Ministry of Public Safety and Solicitor General

Public Affairs Bureau

(250) 356-6961

 

 

 

For more information on government services or to subscribe to the Province’s news feeds using RSS, visit the Province’s website at www.gov.bc.ca.

 


 

BACKGROUNDER

 

SUMMARY OF BRAIDWOOD RECOMMENDATIONS AND ACTION

 

Summary of Recommendations

Action Plan

1.      1. Seriousness of the matter threshold – officers be authorized to deploy a CEW only in relation to enforcement of a federal criminal law.

Effective July 23, 2009 the Solicitor General directed all police, sheriffs and corrections officers in B.C. to severely restrict the use of CEWs in accordance with the Braidwood recommendations. The Province will update regulations to ensure that CEWs are only used in relation to enforcement of a federal criminal law.

2.      2. Subject Behaviour Threshold – officers be prohibited from deploying a CEW unless the subject is causing bodily harm or the officer is satisfied, on reasonable grounds, that the subject’s behaviour will imminently cause bodily harm.

Effective July 23, 2009 the Solicitor General directed all police, sheriffs and corrections officers in B.C. to severely restrict the use of CEWs in accordance with the Braidwood recommendations. The Province will update regulations to ensure that CEWs are only used where the subject is causing bodily harm or will imminently cause bodily harm.
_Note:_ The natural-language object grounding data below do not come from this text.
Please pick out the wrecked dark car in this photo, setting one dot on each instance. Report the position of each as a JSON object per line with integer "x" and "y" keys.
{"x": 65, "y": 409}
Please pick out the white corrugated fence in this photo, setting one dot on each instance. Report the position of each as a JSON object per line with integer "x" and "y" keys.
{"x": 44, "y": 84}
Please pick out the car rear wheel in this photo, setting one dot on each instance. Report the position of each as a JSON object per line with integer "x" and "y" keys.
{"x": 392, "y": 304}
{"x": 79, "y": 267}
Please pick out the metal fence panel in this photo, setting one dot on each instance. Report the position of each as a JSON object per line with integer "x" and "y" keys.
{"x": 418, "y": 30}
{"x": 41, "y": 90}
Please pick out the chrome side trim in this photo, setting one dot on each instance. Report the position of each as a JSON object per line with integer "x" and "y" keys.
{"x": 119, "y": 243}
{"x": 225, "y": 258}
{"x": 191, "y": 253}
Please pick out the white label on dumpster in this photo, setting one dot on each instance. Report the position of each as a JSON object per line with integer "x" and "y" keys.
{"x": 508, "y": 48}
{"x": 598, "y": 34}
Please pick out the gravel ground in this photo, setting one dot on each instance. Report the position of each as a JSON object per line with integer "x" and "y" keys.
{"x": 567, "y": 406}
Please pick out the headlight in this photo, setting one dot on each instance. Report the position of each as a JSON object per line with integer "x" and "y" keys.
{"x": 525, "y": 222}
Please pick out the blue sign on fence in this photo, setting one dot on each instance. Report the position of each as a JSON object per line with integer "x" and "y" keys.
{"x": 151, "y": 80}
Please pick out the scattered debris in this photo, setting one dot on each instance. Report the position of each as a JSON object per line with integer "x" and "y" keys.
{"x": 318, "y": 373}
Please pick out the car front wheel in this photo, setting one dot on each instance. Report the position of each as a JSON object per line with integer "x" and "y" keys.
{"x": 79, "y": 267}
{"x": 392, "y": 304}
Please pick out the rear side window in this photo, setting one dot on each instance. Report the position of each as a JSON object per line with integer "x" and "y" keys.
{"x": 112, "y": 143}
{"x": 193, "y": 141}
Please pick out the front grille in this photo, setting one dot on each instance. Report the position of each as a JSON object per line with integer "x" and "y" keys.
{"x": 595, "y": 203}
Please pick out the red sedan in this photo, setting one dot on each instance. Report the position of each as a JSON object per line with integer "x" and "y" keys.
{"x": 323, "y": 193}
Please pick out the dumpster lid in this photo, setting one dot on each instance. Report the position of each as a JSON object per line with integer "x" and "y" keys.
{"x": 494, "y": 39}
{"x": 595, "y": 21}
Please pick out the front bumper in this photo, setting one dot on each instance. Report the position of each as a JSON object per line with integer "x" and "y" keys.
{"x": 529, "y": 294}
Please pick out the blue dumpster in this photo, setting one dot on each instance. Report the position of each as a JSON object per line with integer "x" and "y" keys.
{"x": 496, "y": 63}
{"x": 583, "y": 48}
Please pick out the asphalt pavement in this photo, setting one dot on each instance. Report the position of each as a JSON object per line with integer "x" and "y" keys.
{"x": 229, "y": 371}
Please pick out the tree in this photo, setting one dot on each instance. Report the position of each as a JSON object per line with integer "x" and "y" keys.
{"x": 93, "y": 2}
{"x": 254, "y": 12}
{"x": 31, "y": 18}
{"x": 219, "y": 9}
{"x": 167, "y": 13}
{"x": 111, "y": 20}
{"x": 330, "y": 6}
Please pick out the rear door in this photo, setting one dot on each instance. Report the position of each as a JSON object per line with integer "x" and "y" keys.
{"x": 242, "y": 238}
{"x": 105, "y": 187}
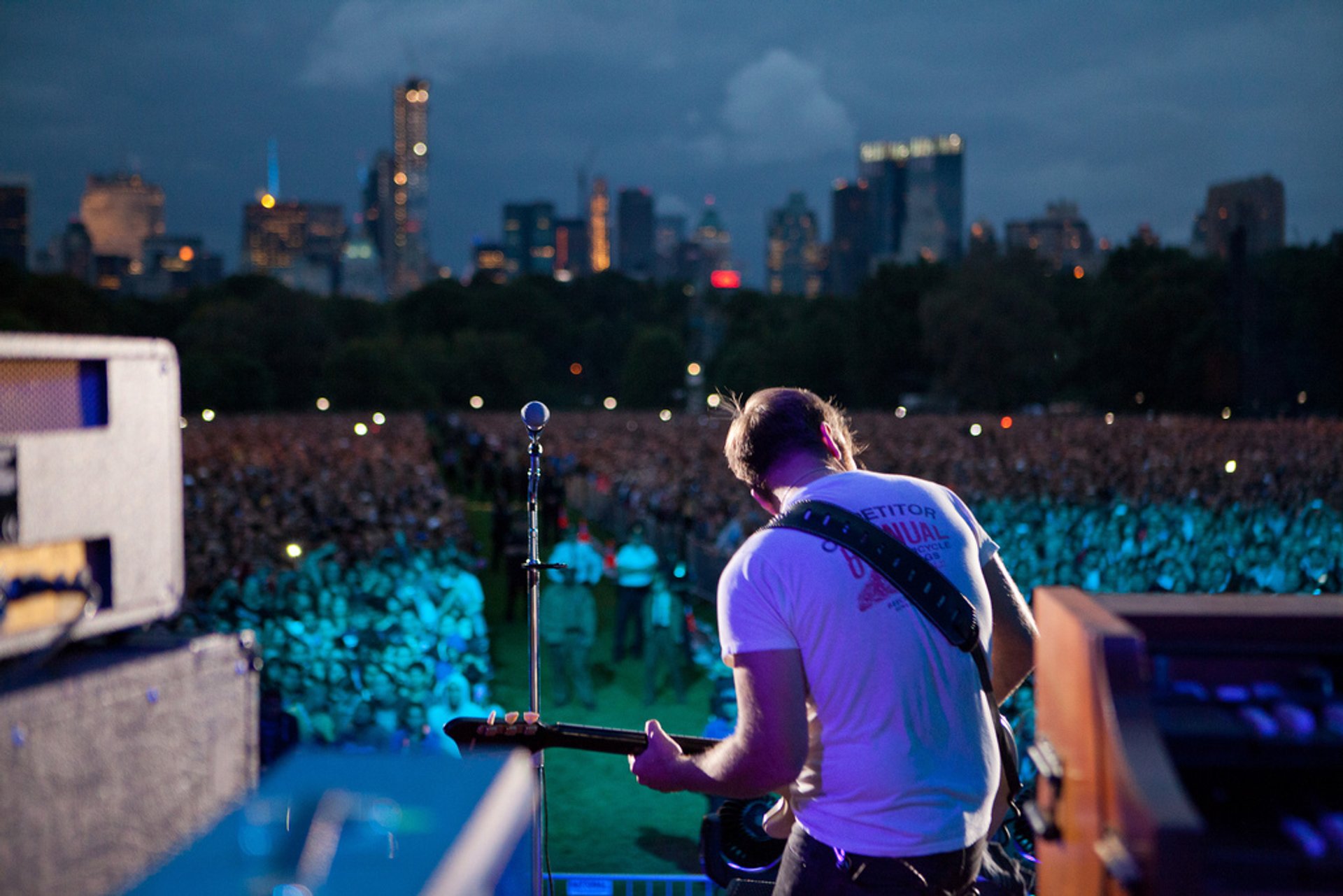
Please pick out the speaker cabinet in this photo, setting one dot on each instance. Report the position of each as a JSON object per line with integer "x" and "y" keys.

3. Subject Behaviour Threshold – an officer be prohibited from deploying a CEW unless the officer is satisfied, on reasonable grounds that no lesser force option has been, or will be, effective in eliminating the risk of bodily harm, and de-escalation and/or crisis intervention techniques have not been or will not be effective in eliminating the risk of bodily harm.

Effective July 23, 2009 the Solicitor General directed all police, sheriffs and corrections officers in B.C. to severely restrict the use of CEWs in accordance with the Braidwood recommendations. The Province will update regulations to ensure that CEWs are only used in accordance with the Braidwood recommendation.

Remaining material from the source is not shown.